Selection of viable in vitro-fertilized bovine embryos using time-lapse monitoring in microwell culture dishes

Abstract

Conventionally, in vitro-fertilized (IVF) bovine embryos for transfer are morphologically evaluated at day 7-8 of embryo culture. This method is, however, subjective and results in unreliable selection. We previously described a novel selection system for IVF bovine blastocysts for transfer that traces the development of individual embryos with time-lapse monitoring in our specially developed microwell culture dishes (LinKID micro25). The system can noninvasively identify prognostic factors that reflect viability after transfer. By assessing a combination of identified prognostic factors -timing of the first cleavage; number of blastomeres at the end of the first cleavage; and number of blastomeres at the onset of lag-phase, which results in temporary developmental arrest during the fourth or fifth cell cycle- the pregnancy rate was improved over using conventional morphological evaluation. Time-lapse monitoring with LinKID micro25 could facilitate objective and reliable selection of healthy IVF bovine embryos. Here, we review the novel bovine embryo selection system that allows for prediction of viability after transfer.

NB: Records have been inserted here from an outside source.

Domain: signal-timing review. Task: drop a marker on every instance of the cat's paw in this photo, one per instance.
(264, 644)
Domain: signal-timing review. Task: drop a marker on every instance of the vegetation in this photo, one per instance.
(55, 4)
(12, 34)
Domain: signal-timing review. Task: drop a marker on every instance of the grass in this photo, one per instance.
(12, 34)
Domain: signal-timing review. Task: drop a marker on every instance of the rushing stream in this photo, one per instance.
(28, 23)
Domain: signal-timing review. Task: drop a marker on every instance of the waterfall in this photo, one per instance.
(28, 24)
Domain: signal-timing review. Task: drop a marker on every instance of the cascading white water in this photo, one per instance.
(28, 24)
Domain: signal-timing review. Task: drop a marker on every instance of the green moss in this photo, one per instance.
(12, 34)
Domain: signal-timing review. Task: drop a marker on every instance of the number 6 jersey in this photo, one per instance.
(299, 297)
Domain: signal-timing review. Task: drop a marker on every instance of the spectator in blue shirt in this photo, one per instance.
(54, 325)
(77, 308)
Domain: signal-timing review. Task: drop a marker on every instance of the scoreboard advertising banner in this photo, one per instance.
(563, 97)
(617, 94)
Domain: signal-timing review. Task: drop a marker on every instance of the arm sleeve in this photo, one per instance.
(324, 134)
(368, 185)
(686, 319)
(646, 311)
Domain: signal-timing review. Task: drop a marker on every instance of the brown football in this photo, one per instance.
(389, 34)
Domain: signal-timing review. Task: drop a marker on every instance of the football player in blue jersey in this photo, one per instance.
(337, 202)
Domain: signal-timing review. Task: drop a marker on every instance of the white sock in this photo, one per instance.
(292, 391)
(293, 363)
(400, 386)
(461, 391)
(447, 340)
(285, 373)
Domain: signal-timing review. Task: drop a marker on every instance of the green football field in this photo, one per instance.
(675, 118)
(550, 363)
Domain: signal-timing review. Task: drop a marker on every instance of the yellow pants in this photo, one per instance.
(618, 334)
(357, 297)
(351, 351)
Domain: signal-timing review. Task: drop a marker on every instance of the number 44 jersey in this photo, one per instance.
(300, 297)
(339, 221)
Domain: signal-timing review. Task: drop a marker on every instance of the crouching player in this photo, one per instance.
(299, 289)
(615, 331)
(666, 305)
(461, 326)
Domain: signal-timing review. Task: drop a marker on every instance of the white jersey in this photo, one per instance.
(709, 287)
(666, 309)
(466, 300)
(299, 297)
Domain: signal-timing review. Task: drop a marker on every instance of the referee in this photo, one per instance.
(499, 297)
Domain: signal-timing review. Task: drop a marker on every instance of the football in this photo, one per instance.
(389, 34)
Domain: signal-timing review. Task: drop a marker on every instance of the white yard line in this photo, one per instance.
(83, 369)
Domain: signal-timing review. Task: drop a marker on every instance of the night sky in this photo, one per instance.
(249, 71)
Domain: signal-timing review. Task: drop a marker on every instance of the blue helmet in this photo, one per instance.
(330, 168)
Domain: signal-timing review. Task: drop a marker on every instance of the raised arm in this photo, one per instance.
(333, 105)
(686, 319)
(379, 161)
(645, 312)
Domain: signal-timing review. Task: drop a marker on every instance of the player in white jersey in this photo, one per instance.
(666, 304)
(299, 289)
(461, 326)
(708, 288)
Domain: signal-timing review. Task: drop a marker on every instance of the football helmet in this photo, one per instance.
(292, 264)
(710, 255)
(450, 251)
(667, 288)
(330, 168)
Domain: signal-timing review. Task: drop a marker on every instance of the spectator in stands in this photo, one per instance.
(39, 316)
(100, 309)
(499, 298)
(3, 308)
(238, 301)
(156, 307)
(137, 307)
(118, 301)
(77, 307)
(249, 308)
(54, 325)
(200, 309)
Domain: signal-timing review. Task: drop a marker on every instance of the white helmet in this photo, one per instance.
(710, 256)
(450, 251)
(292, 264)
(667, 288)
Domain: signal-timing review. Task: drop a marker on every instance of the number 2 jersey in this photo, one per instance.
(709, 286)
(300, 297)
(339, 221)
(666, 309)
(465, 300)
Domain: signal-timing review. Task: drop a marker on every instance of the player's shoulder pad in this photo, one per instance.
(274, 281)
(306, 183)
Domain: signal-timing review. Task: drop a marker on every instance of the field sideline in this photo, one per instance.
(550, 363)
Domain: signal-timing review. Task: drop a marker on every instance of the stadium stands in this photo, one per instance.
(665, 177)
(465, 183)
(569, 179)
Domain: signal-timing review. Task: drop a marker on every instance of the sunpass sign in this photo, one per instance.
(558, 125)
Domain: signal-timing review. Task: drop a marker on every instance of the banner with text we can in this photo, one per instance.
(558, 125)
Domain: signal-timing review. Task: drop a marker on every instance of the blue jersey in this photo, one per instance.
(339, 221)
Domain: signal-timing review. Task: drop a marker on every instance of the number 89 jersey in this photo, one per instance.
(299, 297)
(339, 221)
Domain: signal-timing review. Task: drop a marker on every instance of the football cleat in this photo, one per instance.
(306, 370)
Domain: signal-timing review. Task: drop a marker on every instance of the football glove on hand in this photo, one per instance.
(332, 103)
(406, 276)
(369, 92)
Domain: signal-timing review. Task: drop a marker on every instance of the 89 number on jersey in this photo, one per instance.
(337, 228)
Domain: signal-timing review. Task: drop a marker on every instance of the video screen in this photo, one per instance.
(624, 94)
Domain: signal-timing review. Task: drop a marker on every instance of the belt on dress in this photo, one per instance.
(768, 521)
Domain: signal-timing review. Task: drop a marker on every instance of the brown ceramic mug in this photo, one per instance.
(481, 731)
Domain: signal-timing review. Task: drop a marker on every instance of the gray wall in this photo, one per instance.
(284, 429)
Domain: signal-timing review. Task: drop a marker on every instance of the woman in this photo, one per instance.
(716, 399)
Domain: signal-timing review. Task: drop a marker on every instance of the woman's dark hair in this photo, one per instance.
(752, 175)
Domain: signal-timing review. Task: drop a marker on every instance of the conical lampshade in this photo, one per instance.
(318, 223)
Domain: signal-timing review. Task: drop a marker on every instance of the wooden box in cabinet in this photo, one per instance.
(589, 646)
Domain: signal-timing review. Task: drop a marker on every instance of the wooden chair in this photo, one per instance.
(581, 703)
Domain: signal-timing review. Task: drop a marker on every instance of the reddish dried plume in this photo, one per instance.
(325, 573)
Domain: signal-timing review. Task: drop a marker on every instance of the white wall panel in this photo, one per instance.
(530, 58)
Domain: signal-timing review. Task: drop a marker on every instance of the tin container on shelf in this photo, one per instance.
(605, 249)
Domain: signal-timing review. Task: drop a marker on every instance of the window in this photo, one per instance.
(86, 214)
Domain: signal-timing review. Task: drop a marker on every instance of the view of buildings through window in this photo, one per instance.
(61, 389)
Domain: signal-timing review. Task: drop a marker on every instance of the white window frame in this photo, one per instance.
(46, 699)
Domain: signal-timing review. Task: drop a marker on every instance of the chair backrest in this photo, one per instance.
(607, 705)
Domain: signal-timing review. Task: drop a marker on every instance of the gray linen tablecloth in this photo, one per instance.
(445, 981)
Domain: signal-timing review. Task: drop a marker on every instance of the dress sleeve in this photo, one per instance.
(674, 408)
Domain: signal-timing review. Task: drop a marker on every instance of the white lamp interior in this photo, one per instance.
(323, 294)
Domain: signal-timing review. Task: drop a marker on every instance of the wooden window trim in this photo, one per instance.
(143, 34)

Keywords: Bovine embryo; Culture dish; Pregnancy; Selection; Time-lapse monitoring.

Fig. 1.

Effect of conventional morphological code on percentage of pregnancy success at day 30 post-transfer. An in vitro-derived blastocyst, which was selected by conventional morphological code at day 7, was transferred to each synchronized recipient. Code 1: irregularities should be relatively minor and at least 85% of the cellular material should be an intact, viable embryonic mass; code 2: at least 50% of the cellular material should be an intact, viable embryonic mass; and code 3: at least 25% of the cellular material should be an intact, viable embryonic mass.

Fig. 2.

Overview of the novel selection system. In vitro development of bovine IVF embryos in the specially developed microwell culture dish (LinKID micro25) was tracked with time-lapse monitoring (A and B). The timing of the first cleavage, the number of blastomeres at the end of the first cleavage, and the number of blastomeres at lag-phase were examined as prognostic factors (C).

Fig. 3.

The relationship between the (A) timing of the first cleavage in embryos resulting in successful or failed pregnancies after transfer, (B) percentage of pregnant cows after transfer of embryos with different timings for the first cleavage, or (C) different numbers of blastomeres after the first cleavage. The boxes indicate the 25th and 75th percentiles, and the middle horizontal line indicates the median. Whiskers indicate the maximum and minimum values within the acceptable range defined by the two quartiles. Circles denote outliers. Data were analyzed with Student’s t-test. Different letters represent significant differences (^a,b P < 0.05) (A). The percentage of pregnant cows that received embryos with specific first cleavage patterns, based on the timing of cleavage (B) and number of blastomeres (C). Blastocysts were divided into 2 groups, fast and slow, based on the timing of the first cleavage with a cut-off of 27 hpi (B), and 2 or 2–3 blastomeres at the end of the first cleavage (C).